Vocalizer 7: <voice> tag and SSML Support

For Vocalizer 7

BETA FEATURE:

The Vocalizer 7 TTS engine is currently available as a beta feature. Further testing and updates may take place while Vocalizer 7 is in beta.

We encourage you to share feedback at beta@plumgroup.com.

IMPORTANT! Treat the terms "tags" and "elements" as the same.

The term "tags" used here means the same thing as the term "elements" used in other VXML-related documentation (e.g., the W3C SSML 1.0 Recommendation).

Summary

This page covers the <voice> tag in Vocalizer 7 and other SSML tag and attribute features.

<voice>

NOTE: All <voice> attributes are optional. However, an error will occur if no attribute is specified when using the <voice> tag.

The <voice> tag should be used to specify the desired voice through the name attribute.

Example: <voice name="Allison">

See the list of available voices in the name section below.

Key <voice> attributes

age

This attribute is supported.

Notes: The age attribute is only useful with the installation of a set of custom voices with varying age over the same language and gender.

name

This attribute is supported.

Notes: See the following language tables for available names:

American English (en-US) (9 total)

British English (en-GB) (6 total)

Spanish (es-ES) (4 total)

German (de-DE) (5 total)

Canadian French (fr-CA) (3 total)

French (fr-FR) (3 total)

Brazilian Portuguese (pt-BR) (3 total)

Portuguese (pt-PT) (3 total)

Cantonese (zh-HK) (2 total)

Mandarin (zh-CN) (2 total)

Multilingual voices

If selecting a multilingual voice, you can specify one of the voice's other languages as follows:

  1. Specify a voice with <voice> and name, then

  2. Specify one of the voice's other languages with the <speak> and the xml:lang attribute.

Example:

<speak xml:lang="fr-CA">
<voice name="Ava-ml">

About xml:lang

Vocalizer 7 does not accept the xml:lang attribute for the <voice> tag. If used, the TTS engine will use a default voice instead of the one specified.

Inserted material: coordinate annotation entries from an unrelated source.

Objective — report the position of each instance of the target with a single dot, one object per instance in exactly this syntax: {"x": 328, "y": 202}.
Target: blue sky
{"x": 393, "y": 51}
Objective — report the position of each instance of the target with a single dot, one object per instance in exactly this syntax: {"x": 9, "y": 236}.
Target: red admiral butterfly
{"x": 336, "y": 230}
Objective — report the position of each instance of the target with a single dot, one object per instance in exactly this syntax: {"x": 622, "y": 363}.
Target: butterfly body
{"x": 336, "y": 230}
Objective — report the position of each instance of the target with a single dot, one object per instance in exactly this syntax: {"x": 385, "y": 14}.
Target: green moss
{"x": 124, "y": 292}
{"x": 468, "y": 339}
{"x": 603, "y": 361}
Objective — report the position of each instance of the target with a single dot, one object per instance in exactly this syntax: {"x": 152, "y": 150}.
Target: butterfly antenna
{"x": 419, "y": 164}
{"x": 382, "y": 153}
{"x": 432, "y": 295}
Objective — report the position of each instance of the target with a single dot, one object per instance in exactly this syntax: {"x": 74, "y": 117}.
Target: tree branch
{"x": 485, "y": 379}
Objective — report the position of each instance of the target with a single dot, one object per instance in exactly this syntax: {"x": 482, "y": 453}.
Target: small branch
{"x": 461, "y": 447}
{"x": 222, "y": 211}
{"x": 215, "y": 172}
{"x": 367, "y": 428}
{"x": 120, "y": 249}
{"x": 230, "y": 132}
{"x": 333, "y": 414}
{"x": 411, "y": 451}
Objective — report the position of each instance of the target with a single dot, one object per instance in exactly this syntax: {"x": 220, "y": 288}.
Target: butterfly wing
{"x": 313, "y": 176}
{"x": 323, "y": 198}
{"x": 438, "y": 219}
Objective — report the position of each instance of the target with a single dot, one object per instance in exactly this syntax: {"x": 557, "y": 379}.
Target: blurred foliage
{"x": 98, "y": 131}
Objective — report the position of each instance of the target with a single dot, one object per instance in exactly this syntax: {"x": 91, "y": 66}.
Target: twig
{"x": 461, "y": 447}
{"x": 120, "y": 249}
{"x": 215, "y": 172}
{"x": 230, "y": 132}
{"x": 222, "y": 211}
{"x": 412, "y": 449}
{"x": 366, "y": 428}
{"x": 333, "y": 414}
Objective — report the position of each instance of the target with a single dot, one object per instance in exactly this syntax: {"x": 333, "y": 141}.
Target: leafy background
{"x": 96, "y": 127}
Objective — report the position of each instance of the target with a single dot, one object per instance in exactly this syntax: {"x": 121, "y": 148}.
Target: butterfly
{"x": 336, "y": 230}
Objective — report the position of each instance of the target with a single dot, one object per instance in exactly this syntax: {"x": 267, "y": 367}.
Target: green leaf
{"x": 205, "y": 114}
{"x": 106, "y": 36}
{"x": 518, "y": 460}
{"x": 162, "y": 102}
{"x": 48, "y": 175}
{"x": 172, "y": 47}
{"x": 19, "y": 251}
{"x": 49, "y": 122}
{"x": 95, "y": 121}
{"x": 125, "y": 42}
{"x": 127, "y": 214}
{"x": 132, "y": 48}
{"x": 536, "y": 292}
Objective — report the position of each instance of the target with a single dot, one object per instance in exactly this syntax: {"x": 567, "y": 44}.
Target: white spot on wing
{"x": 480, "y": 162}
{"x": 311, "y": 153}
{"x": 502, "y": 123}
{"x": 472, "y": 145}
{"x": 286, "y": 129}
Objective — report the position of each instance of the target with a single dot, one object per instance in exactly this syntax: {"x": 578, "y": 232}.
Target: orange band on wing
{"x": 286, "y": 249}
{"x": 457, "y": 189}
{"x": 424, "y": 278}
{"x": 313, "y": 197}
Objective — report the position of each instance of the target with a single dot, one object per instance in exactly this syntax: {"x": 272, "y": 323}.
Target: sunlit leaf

We recommend using the <speak> or <vxml> tags with the xml:lang attribute instead. See Recommended best practices for more info.

variant

This attribute is not supported.

xml:lang

This attribute is not supported.

Notes: Avoid using the xml:lang attribute in the <voice> tag when setting the TTS language. Vocalizer 7 does not accept it. It will cause the TTS engine to use the default voice instead of the one specified.

Instead, use the xml:lang attribute of the <speak> or <vxml> tags. See Recommended best practices for more info.

Additional SSML tag details

Except where noted below, Vocalizer 7 supports all SSML tags and attributes as described in the W3C SSML 1.0 Recommendation.

This section focuses on exceptions and additional details specific to Vocalizer, including the following:

  • Vocalizer-specific tag and/or attribute behavior.

  • which tags and/or attributes are unsupported.

  • additional Vocalizer-specific features like SSML extensions.

Built-in, unique SSML extensions

Vocalizer 7 features the following added extensions to SSML:

  • <audio>: Supports four (4) additional attributes to manage internet fetching:

    • fetchtimeout: Time to attempt to open and read the audio document.

    • maxage: Value for the HTTP 1.1 cache-control max-age directive.

    • maxstale: Value for the HTTP 1.1 ache-control max-stale directive.

    • fetchhint: Specify "prefetch" to allow prefetching the audio content or "safe" (the default) to follow HTTP 1.1 caching semantics.

  • <phoneme>: Supports specifying L&H+ phoneme strings and phoneme strings in the IPA alphabet.

  • <speak>, <s>, and <p>: Each tag supports an optional ssft-domaintype attribute for activating an ActivePrompt domain.

  • <prompt>: Supports specifying ActivePrompt IDs.

For more details on these extensions, see the relevant tag's sections below.

Vocalizer SSML tag reference table

The following table summarizes details about SSML tags described in this section.

<audio>

Vocalizer 7 SSML extensions: Supports four Vocalizer-added attributes to manage internet fetching:

fetchtimeout

The time to attempt to open and read the audio document. The value must be an unsigned integer with a mandatory suffix: "s" for seconds, "ms" for milliseconds.

Example: "3s", "400ms"

maxage

Value for the HTTP 1.1 cache-control max-age directive. This specifies the application is willing to accept a cached copy of the audio document no older than this value.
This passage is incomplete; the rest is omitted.